Emotions are a new type of big data

Artificial intelligence is rapidly maturing, with new applications appearing from artwork-generators to deepfake detectors. But can emotions be recognised with an AI tool? A Luxembourg company thinks so.

It’s the World Cup. Regulation play has ended and the teams are tied. The coach has mere moments to choose penalty shooters from among the 11 players and additional substitutes… a decision that, since 120 minutes of game time haven’t done it, will determine the outcome of the game.

But this is several years in the future. The coach consults some information on a tablet, namely the on-the-fly results of an analysis of each player’s present emotional state–done by artificial intelligence (AI). After reviewing the data, the coach makes the call.

This is just an example of the type of future that MoodMe CEO Chandra De Keyser foresees. MoodMe, founded in Luxembourg ten years ago, is a deep-tech company that started out with an augmented reality (AR) product to alter faces. Having won clients such as Qatar Airways, FIFA, Gucci and others, it has expanded into artificial intelligence and is seeking to monetise emotions.

“AI is the massive tidal wave, I believe,” says De Keyser in an interview, referring to technology trends. “AR is fun. It’s cool. But it’s not a massive tidal wave.”

Reading emotions

“The emotional state of the athlete is so critical to his or her performance,” says De Keyser, stressing the importance of also respecting the individual’s privacy.

This particular use-case–calculating athletes’ emotional states–would also involve analysing tone of voice and body language, the CEO adds.

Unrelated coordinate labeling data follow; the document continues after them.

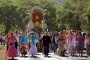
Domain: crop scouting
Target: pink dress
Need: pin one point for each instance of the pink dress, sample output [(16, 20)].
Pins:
[(12, 51)]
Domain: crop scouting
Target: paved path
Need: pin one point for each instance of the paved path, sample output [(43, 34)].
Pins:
[(53, 56)]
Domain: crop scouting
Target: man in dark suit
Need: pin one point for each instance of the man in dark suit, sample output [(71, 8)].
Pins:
[(46, 44)]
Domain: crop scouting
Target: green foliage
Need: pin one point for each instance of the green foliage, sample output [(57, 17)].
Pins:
[(72, 14)]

The possibilities for such an AI tool are certainly not limited to the field of sportstech. For instance, MoodMe has already provided emotion analytic tools to researchers at Georgia State University who are looking at how players react to various elements of video games (in a bid to design better games). De Keyser also mentions three other potential targets: shoppers, employees and students. “Emotions are a new type of big data,” he sums up.

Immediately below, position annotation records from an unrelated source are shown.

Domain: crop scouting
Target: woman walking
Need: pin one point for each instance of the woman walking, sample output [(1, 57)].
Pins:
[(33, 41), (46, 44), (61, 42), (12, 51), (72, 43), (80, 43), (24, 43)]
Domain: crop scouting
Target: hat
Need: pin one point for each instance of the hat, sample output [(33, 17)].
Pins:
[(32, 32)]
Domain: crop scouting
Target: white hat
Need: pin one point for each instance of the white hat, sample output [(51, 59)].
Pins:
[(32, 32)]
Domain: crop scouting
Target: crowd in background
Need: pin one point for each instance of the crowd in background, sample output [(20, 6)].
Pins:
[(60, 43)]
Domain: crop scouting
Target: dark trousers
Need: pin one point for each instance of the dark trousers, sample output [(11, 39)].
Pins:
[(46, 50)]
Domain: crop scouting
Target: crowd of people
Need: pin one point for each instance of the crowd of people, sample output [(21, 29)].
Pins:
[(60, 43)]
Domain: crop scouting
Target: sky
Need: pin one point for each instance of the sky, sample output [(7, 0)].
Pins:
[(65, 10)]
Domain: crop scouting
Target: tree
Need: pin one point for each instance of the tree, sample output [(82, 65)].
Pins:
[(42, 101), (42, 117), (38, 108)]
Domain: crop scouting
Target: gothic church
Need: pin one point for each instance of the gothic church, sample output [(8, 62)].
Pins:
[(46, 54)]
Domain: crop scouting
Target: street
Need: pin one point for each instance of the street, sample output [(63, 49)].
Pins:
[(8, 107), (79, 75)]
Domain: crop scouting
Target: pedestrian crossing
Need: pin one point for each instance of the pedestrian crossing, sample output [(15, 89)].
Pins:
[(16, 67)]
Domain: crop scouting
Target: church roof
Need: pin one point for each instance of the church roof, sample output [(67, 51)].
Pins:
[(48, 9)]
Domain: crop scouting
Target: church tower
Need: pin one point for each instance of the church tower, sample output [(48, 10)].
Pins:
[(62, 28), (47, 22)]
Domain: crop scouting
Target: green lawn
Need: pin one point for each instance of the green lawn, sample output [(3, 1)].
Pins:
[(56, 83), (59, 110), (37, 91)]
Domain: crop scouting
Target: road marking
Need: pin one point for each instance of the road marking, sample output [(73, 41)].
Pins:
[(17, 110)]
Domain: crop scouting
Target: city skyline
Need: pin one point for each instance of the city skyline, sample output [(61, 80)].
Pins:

Also in the race to monetise emotions is video-chat service Zoom, which launched its own “Zoom IQ for Sales” product earlier this year. Aimed at salespeople, the AI tool gathers and interprets data from sales calls and measures metrics like how customers react to questions and the conversation speed. Israeli company Emotion Logic (part of Nemesysco), meanwhile, is taking another route by working on detecting human emotions from voice. Its website suggests use-cases in HR, call centres, medicine and bots.

Unlike these companies, MoodMe currently has a B2B2C model in which it offers software developer kits to companies that want to embed AR or AI technology in their apps, the selling point being that the product is stored locally and not in the cloud (which promotes privacy and control over the data). However, De Keyser says that if the company does decide to pursue an emotion-detecting tool for use on athletes they would probably want to build the end-product too, i.e. become B2C. “We’re at a crossroads right now,” he says.

Emotions versus gestures

Some in the academic community have called into question the idea of reading emotions with technology. In an interview with Tech Monitor from earlier this year, Rosalind Picard–founder of MIT’s Affective Computing Research Group–stressed the difference between using AI to recognise facial gestures and using those gestures to determine an inner state of mind. What’s missing from the latter, according to Picard, is an understanding of context. The article does suggest that emotion recognition technology could be useful in limited, controlled contexts, where cultural and personal biases are taken into account.

Earlier, in 2019, a study found that there was no scientific evidence supporting the claim that an emotional state could be determined based on external indicators.

“It is true,” admits De Keyser, “that there is no mathematical certainty that, given some facial expression’s accurate detection, we can be 100% sure of the inner emotional state.”

Still, the CEO claims that MoodMe’s technology can get pretty close, by providing objective data and plenty of it. The tool analyses faces every second or even every tenth-of-a-second. “Over long periods, the odds that the facial expressions reflect the true state of mind of a participant in a video call… are high.”

He also agrees that deciphering the results is important, stressing: “We provide a new layer of big data that has to be interpreted carefully.”

New world

Regardless of this debate, emotion detection seems to have caught the interest of investors. Besides MoodMe and the aforementioned examples of Zoom and Emotion Logic, other players include Hume AI (founded by a scientist formerly with Google) and the startup Emotiva, which raised half a million euros last year for its real-time emotion analysis product.

In concrete terms, MoodMe already has 20 customers in AI (on top of 130 in AR).

De Keyser has also positioned himself and MoodMe in opposition to huge tech companies, emphasising the importance of privacy and keeping data off the cloud. “Should we give up on AI because it has been done the wrong way by Big Tech? Certainly not! AI is the only way to process huge amounts of data. Human emotions are important in many scenarios.”